Supplementary code for paper Image-Based & Machine Learning-Guided Multiplexed Serology Test for SARS-CoV-2.
We provide a self-contained Jupyter notebook script, notebook.ipynb, which comprises the full machine-learning (ML) model training, prediction and evaluation pipeline presented in the manuscript. It allows for the reproduction of our findings, based on the configuration in the "Settings" cell. Reproducing all reported findings requires multiple runs of the notebook with different settings, but it is configured by default to reproduce our most significant findings as reported in the manuscript.
The notebook utilizes various custom Python modules which are included in the root directory. It moreover makes use of metadata files and raw data, which are stored in the data_auxiliary and data_raw directories, respectively.

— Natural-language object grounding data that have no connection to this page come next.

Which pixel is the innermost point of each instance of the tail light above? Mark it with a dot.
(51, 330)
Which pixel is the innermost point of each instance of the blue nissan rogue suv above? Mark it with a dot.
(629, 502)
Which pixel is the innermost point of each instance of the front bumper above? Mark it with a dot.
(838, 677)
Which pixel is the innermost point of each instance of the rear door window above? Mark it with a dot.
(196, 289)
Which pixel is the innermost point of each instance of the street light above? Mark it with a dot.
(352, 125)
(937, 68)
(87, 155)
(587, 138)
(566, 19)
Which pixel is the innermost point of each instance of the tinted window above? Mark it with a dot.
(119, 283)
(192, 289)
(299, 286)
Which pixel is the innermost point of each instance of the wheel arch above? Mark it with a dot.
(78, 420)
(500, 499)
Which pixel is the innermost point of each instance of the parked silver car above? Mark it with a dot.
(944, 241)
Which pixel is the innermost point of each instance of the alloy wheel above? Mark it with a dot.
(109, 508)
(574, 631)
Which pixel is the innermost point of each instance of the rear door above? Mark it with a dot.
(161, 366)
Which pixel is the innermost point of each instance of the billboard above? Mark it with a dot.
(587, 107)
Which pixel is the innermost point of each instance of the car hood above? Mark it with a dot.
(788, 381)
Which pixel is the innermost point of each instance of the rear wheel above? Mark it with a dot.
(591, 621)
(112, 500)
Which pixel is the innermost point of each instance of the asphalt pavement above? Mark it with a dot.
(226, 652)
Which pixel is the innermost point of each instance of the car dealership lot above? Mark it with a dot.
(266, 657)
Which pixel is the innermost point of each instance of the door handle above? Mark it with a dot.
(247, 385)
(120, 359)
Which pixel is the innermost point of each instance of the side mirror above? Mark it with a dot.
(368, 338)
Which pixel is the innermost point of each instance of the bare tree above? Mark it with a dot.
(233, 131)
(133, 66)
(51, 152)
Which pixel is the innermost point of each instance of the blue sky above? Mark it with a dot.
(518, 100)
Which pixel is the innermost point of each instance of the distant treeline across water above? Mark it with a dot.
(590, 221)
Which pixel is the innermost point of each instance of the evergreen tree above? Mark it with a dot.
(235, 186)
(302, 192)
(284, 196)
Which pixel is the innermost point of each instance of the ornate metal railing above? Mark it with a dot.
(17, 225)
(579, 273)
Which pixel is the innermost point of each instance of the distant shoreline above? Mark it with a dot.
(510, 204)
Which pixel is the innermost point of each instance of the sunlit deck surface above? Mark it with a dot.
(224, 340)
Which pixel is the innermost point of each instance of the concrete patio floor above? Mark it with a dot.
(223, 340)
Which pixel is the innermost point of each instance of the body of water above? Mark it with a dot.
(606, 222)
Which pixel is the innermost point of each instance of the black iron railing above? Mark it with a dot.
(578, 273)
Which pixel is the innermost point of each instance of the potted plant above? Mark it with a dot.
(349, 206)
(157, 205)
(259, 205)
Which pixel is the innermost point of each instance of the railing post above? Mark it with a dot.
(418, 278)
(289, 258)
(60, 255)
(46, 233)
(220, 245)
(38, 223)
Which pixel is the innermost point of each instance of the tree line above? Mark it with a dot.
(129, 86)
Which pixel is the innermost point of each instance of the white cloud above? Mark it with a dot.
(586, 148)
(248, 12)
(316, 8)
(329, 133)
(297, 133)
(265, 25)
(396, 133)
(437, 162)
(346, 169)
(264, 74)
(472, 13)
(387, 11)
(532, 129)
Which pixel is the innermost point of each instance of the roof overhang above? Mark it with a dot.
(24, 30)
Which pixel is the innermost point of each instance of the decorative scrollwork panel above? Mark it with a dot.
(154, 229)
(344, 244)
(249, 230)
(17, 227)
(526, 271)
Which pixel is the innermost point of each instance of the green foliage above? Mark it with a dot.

The Python code has been implemented and tested on Ubuntu 18.04 Linux with Python 3.6.9. Our virtual development server features a 16 core AMD EPYC processor (2.0GHz) with 64GB RAM. The code should work with any operating system with Python 3.6.x or newer that has sufficient RAM to handle the image feature data in parallel training processes. We confirm that the code works with the following versions of the following Python packages:
- joblib 0.14.1
- matplotlib 3.2.1
- numpy 1.18.4
- pandas 1.1.5
- scikit-learn 0.24.1
- seaborn 0.10.1
The notebook has been tested on the following Jupyter components:
- jupyter-core 4.7.1
- jupyter-notebook 6.4.0
- jupyter-client 6.1.12
Based on a conservative estimate, one pass through the notebook takes about 60 minutes, given the hardware specifications and library versions as indicated above.
Single-cell extracted features used for model training and hyperparameter optimization, including expert annotations, are shared separately for each antigen (S/N/R/M_cv.zip files). In addition, single-cell features for model testing are also shared (S/N/R/M_test.zip files). The features are available in Zenodo: 10.5281/zenodo.6352550
The QCandVis directory comprises the R scripts used to run the QC pipeline and to create all result figures as shown in the paper. Most figures can also be obtained directly from the Jupyter notebook, but with a slightly different optic. Follow the steps below to perform the QC and data visualisation:
- Create the following directory structure and set "/Results/Normalisation_NegOnly" as the working directory in R:
- /Data/Images
- /Data/Normalisation_NegOnly
- /Results/Normalisation_NegOnly
- /Code
- /RDA
- Run the following scripts in sequence:
- Misc_Functions.R
- Data_processing.R
- QC_Plots.R
- Images_Scatterplots.R
- Analysis_Plots.R
This program is free software: you can redistribute it and/or modify it under the terms of the GNU General Public License as published by the Free Software Foundation, either version 3 of the License, or (at your option) any later version.